Interview Nicolas Sarkozy, président de la République

Dans l’interview exclusive qu’il a accordée hier au bloguer pour les titres du Groupe Hersant Média (et particulièrement France-Guyane et France-Antilles), Nicolas Sarkozy, président de la République, qui recevait hier après-midi à l’Elysée les présidents des conseils régionaux et généraux de Guyane et Martinique, annonce les dates des référendums dans ces départements en vue d’une évolution institutionnelle et confirme pour autant qu’il n’est pas question d’indépendance.

 « La Martinique et la Guyane sont françaises et le resteront »

Quand auront lieu les consultations populaires en Martinique et Guyane ?

Nicolas Sarkozy Les élus de Martinique et de la Guyane ont demandé à exercer davantage de responsabilités en organisant leur collectivité selon le régime prévu par l’article 74 de la Constitution. Je leur ai annoncé que je procéderai à une consultation directe des Martiniquais et des Guyanais sur ce sujet. Après avoir longuement échangé avec eux, j’ai décidé de convoquer les électeurs de la Martinique et de la Guyane le 17 janvier prochain et, le cas échéant, le 24 janvier.

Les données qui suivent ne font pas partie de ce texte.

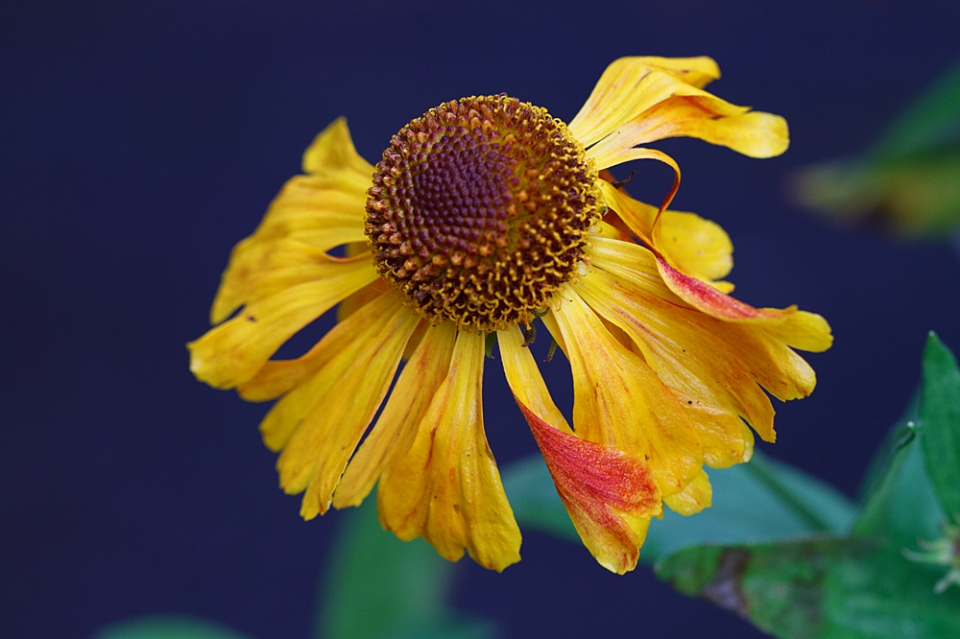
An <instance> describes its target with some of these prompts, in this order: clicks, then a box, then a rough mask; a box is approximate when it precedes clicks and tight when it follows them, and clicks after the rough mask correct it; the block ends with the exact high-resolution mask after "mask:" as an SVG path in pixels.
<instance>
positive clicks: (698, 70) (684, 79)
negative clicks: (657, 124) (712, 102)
mask: <svg viewBox="0 0 960 639" xmlns="http://www.w3.org/2000/svg"><path fill="white" fill-rule="evenodd" d="M719 77H720V69H719V67H717V63H716V62H714V61H713V60H711V59H710V58H707V57H698V58H672V59H671V58H654V57H625V58H620V59H619V60H615V61H614V62H613V63H611V64H610V65H609V66H608V67H607V68H606V70H605V71H604V72H603V75H601V76H600V80H599V81H598V82H597V85H596V86H595V87H594V88H593V91H592V92H591V93H590V97H589V98H587V101H586V102H585V103H584V105H583V107H582V108H581V109H580V112H579V113H577V115H576V116H575V117H574V118H573V120H571V121H570V124H569V128H570V132H571V133H573V135H574V136H575V137H576V138H577V139H578V140H580V142H581V143H582V144H583V145H584V146H590V145H592V144H594V143H595V142H597V140H600V139H601V138H603V137H605V136H607V135H609V134H610V133H611V132H613V131H615V130H616V129H617V128H618V127H619V126H621V125H622V124H624V123H626V122H629V121H631V120H633V119H634V118H636V117H638V116H639V115H640V114H642V113H643V112H644V111H646V110H647V109H649V108H650V107H652V106H653V105H654V104H656V103H658V102H660V101H661V100H663V99H665V98H666V97H669V96H670V95H671V91H676V90H679V89H680V88H682V87H684V86H687V87H689V88H690V90H694V91H695V90H697V89H699V88H701V87H703V86H704V85H706V84H707V83H708V82H710V80H713V79H716V78H719Z"/></svg>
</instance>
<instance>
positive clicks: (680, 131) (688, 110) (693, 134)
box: [592, 92, 790, 166]
mask: <svg viewBox="0 0 960 639" xmlns="http://www.w3.org/2000/svg"><path fill="white" fill-rule="evenodd" d="M676 137H689V138H698V139H700V140H703V141H704V142H709V143H710V144H716V145H719V146H725V147H727V148H729V149H732V150H734V151H736V152H737V153H742V154H743V155H746V156H748V157H752V158H771V157H775V156H777V155H780V154H782V153H783V152H784V151H786V150H787V147H788V146H790V133H789V130H788V128H787V121H786V120H784V119H783V118H782V117H780V116H779V115H773V114H772V113H764V112H762V111H747V107H737V106H734V105H732V104H730V103H729V102H726V101H724V100H721V99H719V98H716V97H714V96H712V95H710V94H709V93H706V92H704V93H703V94H702V95H685V96H676V97H670V98H668V99H665V100H663V101H662V102H660V103H659V104H657V105H656V106H654V107H652V108H651V109H649V110H648V111H647V112H646V113H644V114H643V115H642V116H640V117H639V118H637V119H636V120H634V121H633V122H630V123H629V124H625V125H624V126H622V127H620V128H619V129H617V130H616V131H615V132H613V133H611V134H610V135H609V136H608V137H606V138H605V139H603V140H602V141H601V142H599V143H597V145H596V146H595V147H594V148H593V149H592V151H593V152H594V153H595V154H597V155H603V156H604V157H616V154H617V153H618V152H622V151H625V150H627V149H630V148H631V147H634V146H637V145H639V144H646V143H648V142H654V141H656V140H663V139H666V138H676ZM607 161H610V160H607ZM623 161H626V160H623ZM617 163H618V162H615V161H613V162H612V163H610V164H606V166H613V164H617Z"/></svg>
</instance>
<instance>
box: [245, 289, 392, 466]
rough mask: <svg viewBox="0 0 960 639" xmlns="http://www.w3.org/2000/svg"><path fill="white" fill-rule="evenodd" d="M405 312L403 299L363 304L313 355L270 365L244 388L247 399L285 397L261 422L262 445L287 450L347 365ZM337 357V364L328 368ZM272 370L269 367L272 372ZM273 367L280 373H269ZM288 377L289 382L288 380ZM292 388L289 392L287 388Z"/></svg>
mask: <svg viewBox="0 0 960 639" xmlns="http://www.w3.org/2000/svg"><path fill="white" fill-rule="evenodd" d="M401 308H402V303H401V302H400V298H399V297H397V296H395V295H383V296H381V297H379V298H377V299H375V300H373V301H371V302H370V303H369V304H367V305H366V306H364V307H363V308H362V309H361V310H360V311H358V312H357V313H356V314H355V315H354V316H352V317H351V318H348V319H347V320H346V321H344V322H341V323H339V324H337V325H336V326H334V327H333V329H331V330H330V332H329V333H327V334H326V335H324V336H323V339H321V340H320V342H318V343H317V345H316V346H314V347H313V348H312V349H310V352H308V353H307V354H306V355H304V356H303V357H301V358H299V359H297V360H291V361H289V362H283V361H279V362H271V363H269V364H267V366H264V376H263V377H260V376H259V374H258V376H257V377H256V378H254V379H253V380H251V382H250V384H249V385H245V386H244V391H245V392H246V393H247V395H245V397H247V396H249V395H253V396H254V397H255V398H257V399H260V398H266V397H267V396H268V394H272V393H274V392H277V391H282V392H285V393H286V394H285V395H284V396H283V398H281V399H280V401H278V402H277V403H276V404H274V405H273V407H272V408H271V409H270V411H269V412H268V413H267V415H266V417H264V418H263V421H262V422H260V434H261V436H262V437H263V443H264V444H265V445H266V446H267V448H269V449H270V450H273V451H279V450H280V449H281V448H283V447H284V446H285V445H286V444H287V441H288V440H289V439H290V436H291V435H292V434H293V432H294V431H295V430H296V429H297V427H298V426H299V425H300V424H301V423H303V422H304V421H305V420H306V419H307V417H308V416H309V415H310V413H312V412H313V411H314V409H315V408H316V407H317V406H318V405H319V404H320V402H321V400H323V398H324V396H325V395H326V393H327V392H329V390H330V387H331V385H333V384H335V383H336V381H337V375H339V374H340V373H341V372H342V369H343V367H344V366H346V365H349V363H350V362H351V361H352V360H354V359H356V358H358V357H360V353H361V352H362V351H363V349H364V348H368V347H369V345H370V344H373V343H374V341H375V340H376V338H377V335H379V334H380V332H381V331H383V328H384V326H386V325H387V323H388V322H390V321H391V318H393V316H394V315H395V314H396V313H397V312H398V311H399V310H400V309H401ZM334 359H336V360H337V363H336V364H335V365H333V366H332V367H331V366H328V365H329V364H330V363H331V361H332V360H334ZM268 367H269V368H268ZM270 369H273V370H274V371H275V372H274V373H273V374H271V373H270ZM284 373H286V374H288V375H289V378H286V379H285V378H284ZM287 385H289V388H287V389H284V388H283V386H287Z"/></svg>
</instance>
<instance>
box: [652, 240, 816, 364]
mask: <svg viewBox="0 0 960 639" xmlns="http://www.w3.org/2000/svg"><path fill="white" fill-rule="evenodd" d="M657 268H658V269H659V271H660V275H661V276H662V277H663V280H664V282H666V284H667V286H669V287H670V290H671V291H673V292H674V293H676V294H677V296H679V297H680V298H682V299H683V300H684V301H685V302H687V303H688V304H690V305H691V306H693V307H694V308H697V309H698V310H700V311H702V312H704V313H706V314H708V315H710V316H712V317H716V318H718V319H721V320H725V321H732V322H740V323H745V324H753V325H755V326H758V327H761V328H762V329H763V331H764V332H765V333H767V334H769V335H771V336H773V337H775V338H777V339H780V340H783V341H784V342H785V343H786V344H787V345H788V346H792V347H794V348H798V349H800V350H804V351H812V352H821V351H825V350H827V349H828V348H830V346H831V345H832V344H833V336H832V335H831V333H830V325H829V324H827V321H826V320H825V319H823V318H822V317H821V316H819V315H816V314H815V313H808V312H806V311H800V310H797V307H796V306H791V307H789V308H784V309H777V308H754V307H752V306H750V305H749V304H745V303H743V302H741V301H739V300H737V299H734V298H732V297H730V296H729V295H724V294H723V293H721V292H719V291H717V290H716V289H714V288H712V287H710V286H708V285H706V284H704V283H703V282H701V281H699V280H697V279H694V278H692V277H689V276H687V275H684V274H683V273H680V272H679V271H677V270H676V269H674V268H673V267H671V266H670V265H669V264H667V263H666V262H664V261H663V260H659V259H658V260H657Z"/></svg>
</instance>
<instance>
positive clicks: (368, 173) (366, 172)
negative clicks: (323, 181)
mask: <svg viewBox="0 0 960 639" xmlns="http://www.w3.org/2000/svg"><path fill="white" fill-rule="evenodd" d="M303 171H304V173H312V174H314V175H319V176H328V175H340V176H341V177H342V178H343V179H349V180H352V181H353V182H354V184H356V185H357V188H358V189H359V190H360V191H366V189H367V188H368V187H369V186H370V185H371V184H372V182H371V177H372V176H373V166H372V165H371V164H370V163H369V162H367V161H366V160H364V159H363V158H362V157H360V155H359V154H357V150H356V148H355V147H354V146H353V140H352V139H351V138H350V129H349V128H348V127H347V119H346V118H344V117H339V118H337V119H336V120H334V121H333V122H331V123H330V125H329V126H328V127H327V128H326V129H324V130H323V131H322V132H321V133H320V134H319V135H317V137H316V138H315V139H314V140H313V142H312V143H311V144H310V147H309V148H307V150H306V151H305V152H304V154H303Z"/></svg>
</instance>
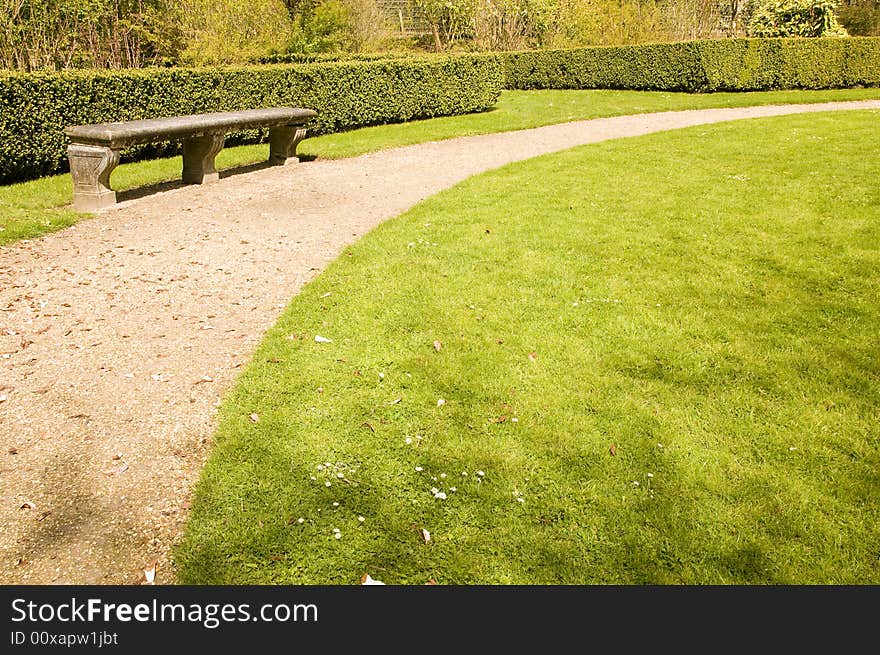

Vous le voyez, je n’ai qu’une parole. J’ai toujours dit que j’étais ouvert à la question de l’évolution institutionnelle, pour autant qu’elle soit au service d’un projet. Aujourd’hui, je transforme ces paroles en acte car j’estime que le contexte politique et social l’exige.

C’est votre réponse principale à la crise qui a secoué les Antilles au début de l’année…

Après la crise de confiance qui a traversé une partie de l’outre-mer, le statuquo n’est, à mon sens, pas souhaitable. L’évolution statutaire des territoires qui le souhaitent n’est, bien entendu, qu’une facette de la refondation des relations entre la métropole et l’outre-mer. Il s’agit néanmoins d’un point fondamental.

Je souhaite profondément que nous puissions instaurer une relation nouvelle, basée sur le sens des responsabilités de chacun, sur le respect et la confiance réciproques.

Quelles seront les questions qui seront posées aux citoyens de ces territoires ?

Comme je l’ai dit, lors de mon discours à l’aéroport Aimé Césaire en Martinique, le 26 juin dernier, je souhaite que les Martiniquais, mais aussi les Guyanais, aient un véritable choix démocratique. C’est la raison pour laquelle, comme la Constitution m’y autorise, j’ai décidé de poser deux questions successives.

Pour être concret, les Martiniquais et les Guyanais se verront, lors d’une première consultation, proposer d’approuver la transformation de leur territoire en une collectivité régie par l’article 74 de la Constitution, et donc dotée d’une organisation particulière en créant une collectivité unique et en lui transférant des compétences nouvelles qui ne peuvent pas être exercées dans le cadre de l’article 73 de la Constitution.

S’il est répondu « oui » à cette question, nous en resterons là et nous travaillerons, sans délai, à la mise en place de la nouvelle collectivité.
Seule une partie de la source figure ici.